The Knicks have sputtered amid the supposedly friendliest part of their calendar, an early-season slate that’s been one of the softest in the NBA, according to several different strength-of-schedule metrics. That’s about to change: After the Lakers, New York will take on the surging Suns, Hawks, and Nets before opening December with another date with the Bulls. It’s the kind of rough patch that will become more common for the Knicks, who now face the toughest remaining schedule in the league.

That’s why it would’ve been pretty nice to bag those wins against the Magic … and why, if Thibodeau doesn’t want his team’s sluggish starts and brutal third quarters (they’re getting outscored by nearly 10 points-per-100 coming out of halftime) to become a terminal condition, he needs to go under the hood and figure out how to tune up his first five.

One (admittedly unlikely) option? Move Walker to the bench. The samples are small, but the starters’ problems have basically disappeared once Kemba does: Lineups featuring the foursome of Randle, Barrett, Fournier, and Walker have been outscored by 12.4 points-per-100 in 732 possessions, while versions featuring Randle, Barrett, and Fournier without Kemba have blitzed opponents by 24.8 points-per-100 in 163 possessions.

Nearly all of those minutes have come with Rose in Walker’s place. It stands to reason that starting a larger point—Rose is 6-foot-2 and 200 pounds with a 6-foot-8 wingspan, while Walker measures 6-foot and 184 pounds with a 6-foot-4 wingspan—with much more experience executing Thibodeau’s defensive scheme could help mitigate some of the issues with dribble penetration, screen navigation, and blown rotations that have plagued New York. If Thibs didn’t want to move Rose out of the sixth man role in which he’s been so effective, he could also elevate Quickley, whose per-minute production has been nearly identical to Walker’s this season, and who would also provide more length (6-foot-3, 6-foot-8 wingspan) and better ball pressure up top. Doing that would mean breaking up the extremely effective second unit, though, which Thibs seems loath to do.

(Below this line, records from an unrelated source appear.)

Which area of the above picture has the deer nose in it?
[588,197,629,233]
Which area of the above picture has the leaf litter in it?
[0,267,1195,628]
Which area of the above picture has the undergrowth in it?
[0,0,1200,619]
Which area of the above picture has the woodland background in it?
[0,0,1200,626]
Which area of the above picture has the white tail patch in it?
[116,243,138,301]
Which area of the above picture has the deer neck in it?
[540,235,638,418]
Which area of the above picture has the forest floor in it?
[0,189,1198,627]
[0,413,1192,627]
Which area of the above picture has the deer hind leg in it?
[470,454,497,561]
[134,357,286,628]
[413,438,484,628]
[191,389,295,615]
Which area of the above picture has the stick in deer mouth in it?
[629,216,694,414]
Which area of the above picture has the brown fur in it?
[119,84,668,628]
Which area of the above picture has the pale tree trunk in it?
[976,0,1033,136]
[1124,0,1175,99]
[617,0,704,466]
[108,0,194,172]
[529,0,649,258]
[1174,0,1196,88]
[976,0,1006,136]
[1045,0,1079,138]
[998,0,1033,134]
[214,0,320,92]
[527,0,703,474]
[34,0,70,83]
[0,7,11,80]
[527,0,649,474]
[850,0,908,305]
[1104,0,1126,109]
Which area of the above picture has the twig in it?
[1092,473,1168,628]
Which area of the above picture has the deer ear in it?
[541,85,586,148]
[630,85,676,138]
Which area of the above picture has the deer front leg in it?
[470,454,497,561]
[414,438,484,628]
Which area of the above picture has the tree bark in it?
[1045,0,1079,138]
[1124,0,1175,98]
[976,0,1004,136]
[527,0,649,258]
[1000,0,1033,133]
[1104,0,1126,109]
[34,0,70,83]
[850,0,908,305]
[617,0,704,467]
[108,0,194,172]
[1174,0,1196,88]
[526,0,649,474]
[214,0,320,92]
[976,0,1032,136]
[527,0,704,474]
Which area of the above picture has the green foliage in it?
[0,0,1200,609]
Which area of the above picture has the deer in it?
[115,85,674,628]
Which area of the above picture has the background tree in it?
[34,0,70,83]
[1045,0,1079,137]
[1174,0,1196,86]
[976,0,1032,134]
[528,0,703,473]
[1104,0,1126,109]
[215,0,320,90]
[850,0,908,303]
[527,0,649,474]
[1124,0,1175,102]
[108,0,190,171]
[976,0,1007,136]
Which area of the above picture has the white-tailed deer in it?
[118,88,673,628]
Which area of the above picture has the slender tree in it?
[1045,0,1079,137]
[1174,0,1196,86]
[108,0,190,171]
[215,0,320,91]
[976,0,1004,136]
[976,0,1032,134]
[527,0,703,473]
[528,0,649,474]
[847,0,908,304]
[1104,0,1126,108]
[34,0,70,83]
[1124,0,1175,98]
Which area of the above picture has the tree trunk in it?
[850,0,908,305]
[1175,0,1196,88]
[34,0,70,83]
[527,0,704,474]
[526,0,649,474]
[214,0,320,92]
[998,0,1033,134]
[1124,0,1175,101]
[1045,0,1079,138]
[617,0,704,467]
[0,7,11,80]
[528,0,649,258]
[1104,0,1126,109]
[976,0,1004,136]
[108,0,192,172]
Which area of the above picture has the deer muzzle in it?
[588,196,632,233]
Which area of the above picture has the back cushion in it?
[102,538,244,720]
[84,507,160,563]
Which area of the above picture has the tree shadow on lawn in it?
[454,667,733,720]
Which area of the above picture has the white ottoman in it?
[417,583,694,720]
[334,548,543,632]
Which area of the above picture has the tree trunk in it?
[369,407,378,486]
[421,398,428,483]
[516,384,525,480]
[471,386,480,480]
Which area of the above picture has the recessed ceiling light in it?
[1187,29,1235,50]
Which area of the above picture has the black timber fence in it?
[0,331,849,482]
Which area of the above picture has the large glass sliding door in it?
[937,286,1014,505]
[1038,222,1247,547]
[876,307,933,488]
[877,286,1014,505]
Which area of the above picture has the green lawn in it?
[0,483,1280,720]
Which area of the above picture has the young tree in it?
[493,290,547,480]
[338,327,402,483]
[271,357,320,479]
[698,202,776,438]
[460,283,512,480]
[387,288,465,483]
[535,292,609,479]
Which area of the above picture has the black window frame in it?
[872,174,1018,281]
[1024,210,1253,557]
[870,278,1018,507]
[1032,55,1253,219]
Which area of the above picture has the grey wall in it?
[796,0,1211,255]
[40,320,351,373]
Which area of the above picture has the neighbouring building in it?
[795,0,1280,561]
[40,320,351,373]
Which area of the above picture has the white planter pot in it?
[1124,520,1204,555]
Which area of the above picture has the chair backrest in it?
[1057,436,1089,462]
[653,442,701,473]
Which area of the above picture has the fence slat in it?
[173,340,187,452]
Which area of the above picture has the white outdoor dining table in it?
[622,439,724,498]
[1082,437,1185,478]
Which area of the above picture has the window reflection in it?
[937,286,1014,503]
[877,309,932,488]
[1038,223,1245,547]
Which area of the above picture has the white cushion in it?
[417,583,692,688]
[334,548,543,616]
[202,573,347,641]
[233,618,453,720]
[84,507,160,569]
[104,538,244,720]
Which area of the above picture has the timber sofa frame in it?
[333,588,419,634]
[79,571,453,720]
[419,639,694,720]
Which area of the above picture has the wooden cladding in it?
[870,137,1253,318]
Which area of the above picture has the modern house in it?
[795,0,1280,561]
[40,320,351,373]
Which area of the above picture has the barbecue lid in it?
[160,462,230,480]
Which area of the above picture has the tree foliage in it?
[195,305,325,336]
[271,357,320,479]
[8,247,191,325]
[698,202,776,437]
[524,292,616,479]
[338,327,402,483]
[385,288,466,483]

Maybe he’d be more amenable to shuffling Fournier to the bench, for either Quickley or Burks, under the guise of trying to kickstart the foundering Frenchman’s game by giving him more freedom to handle and create against backups. Fournier’s averaging fewer touches per game and posting a lower usage rate than he has in seven seasons; while Knicks brass didn’t guarantee him $54 million to sit on the bench, they also didn’t do it to park him in the corner, so it might be worth a shot to see if they can get him going. Or maybe Thibs, ever the defense-first traditionalist, likes the idea of his four perimeter starters backstopped by Nerlens Noel, the shot-blocking, steal-snagging last line of defense who missed 11 of New York’s first 15 games. That group is plus-seven in its first 30 minutes together; maybe he’d like to get a longer look at it before making any big changes.

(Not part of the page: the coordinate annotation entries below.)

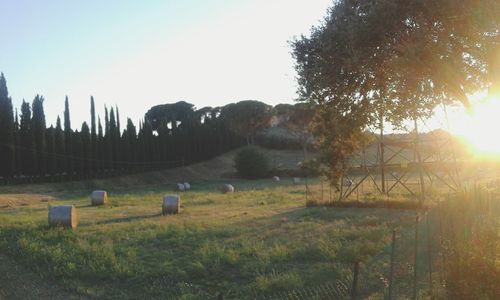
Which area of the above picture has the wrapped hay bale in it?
[175,183,186,192]
[161,195,181,215]
[220,184,234,194]
[90,191,108,206]
[49,205,78,228]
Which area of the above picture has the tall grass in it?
[439,188,500,300]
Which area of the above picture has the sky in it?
[0,0,332,129]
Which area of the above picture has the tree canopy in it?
[292,0,500,184]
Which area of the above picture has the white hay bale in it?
[49,205,78,228]
[221,184,234,194]
[90,191,108,206]
[161,195,181,215]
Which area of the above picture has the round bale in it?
[221,184,234,194]
[90,191,108,206]
[161,195,181,215]
[49,205,78,228]
[175,183,186,192]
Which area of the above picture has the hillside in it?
[0,149,308,199]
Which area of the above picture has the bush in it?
[234,146,269,178]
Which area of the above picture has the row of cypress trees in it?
[0,73,243,182]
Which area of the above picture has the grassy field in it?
[0,178,414,299]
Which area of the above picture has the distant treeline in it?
[0,74,310,182]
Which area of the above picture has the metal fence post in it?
[413,214,419,300]
[426,214,433,299]
[351,261,359,300]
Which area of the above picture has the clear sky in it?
[0,0,332,129]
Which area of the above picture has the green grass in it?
[0,179,414,299]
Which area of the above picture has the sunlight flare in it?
[452,96,500,157]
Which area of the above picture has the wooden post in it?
[389,230,396,300]
[413,118,425,204]
[351,261,359,300]
[380,115,385,194]
[181,157,186,184]
[321,177,323,202]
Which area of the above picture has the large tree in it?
[293,0,500,183]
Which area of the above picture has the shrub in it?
[234,146,269,179]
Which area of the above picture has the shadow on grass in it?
[78,213,162,227]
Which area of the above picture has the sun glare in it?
[452,97,500,157]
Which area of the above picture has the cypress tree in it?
[64,96,73,178]
[54,116,66,175]
[31,95,47,177]
[80,122,92,177]
[0,73,15,179]
[103,106,113,170]
[71,130,83,177]
[127,118,137,169]
[90,96,97,173]
[14,108,21,176]
[19,99,38,176]
[97,117,105,172]
[109,107,120,169]
[45,126,57,180]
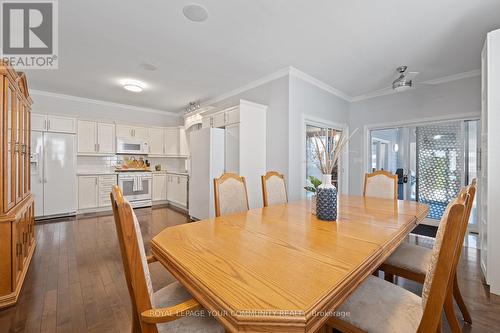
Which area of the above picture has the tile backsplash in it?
[77,155,186,173]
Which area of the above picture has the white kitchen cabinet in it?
[201,116,212,128]
[224,124,240,173]
[179,127,189,156]
[116,125,149,139]
[153,173,167,201]
[165,127,179,156]
[78,175,99,210]
[31,113,76,133]
[77,120,97,154]
[226,108,240,126]
[149,127,165,156]
[78,174,117,211]
[212,111,226,128]
[77,120,115,155]
[98,175,117,207]
[97,123,116,154]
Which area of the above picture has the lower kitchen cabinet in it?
[153,173,167,202]
[78,174,116,211]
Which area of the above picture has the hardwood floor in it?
[0,207,500,333]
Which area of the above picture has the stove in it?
[118,170,153,208]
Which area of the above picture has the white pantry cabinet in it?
[31,113,76,133]
[149,127,165,156]
[77,120,115,155]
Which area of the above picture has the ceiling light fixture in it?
[182,3,208,22]
[122,80,146,92]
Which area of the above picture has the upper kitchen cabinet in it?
[78,120,115,155]
[149,127,165,156]
[116,125,149,139]
[31,113,76,133]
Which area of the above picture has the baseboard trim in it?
[0,240,36,309]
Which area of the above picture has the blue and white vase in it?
[316,174,337,221]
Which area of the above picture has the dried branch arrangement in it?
[314,128,358,175]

Perhaps that’s wise. After all, at this stage last season, the Knicks were 8-9 with a negative efficiency differential; shit, they were under .500 with 20 games left. It can take time for things to fall into place.

“[The offensive rhythm] really wasn’t there at the beginning of last year, either,” Barrett recently told reporters. “That’s why you have 82 games.”

The Knicks need to use the ones they’ve got left to locate some answers—how to get Randle rumbling to the rim more often, as he did on his way to 34 points in the loss to Chicago; how to get Barrett and Fournier knocking down spot-up jumpers and contributing as secondary playmakers; how to improve upon a 25th-place showing in defensive rebounding rate; and how to more effectively limit and contest 3-point attempts. Finding them could be the difference between the Knicks being more or less the team we expected and becoming a better one—the kind that can not only make the playoffs, but make some noise once it gets there.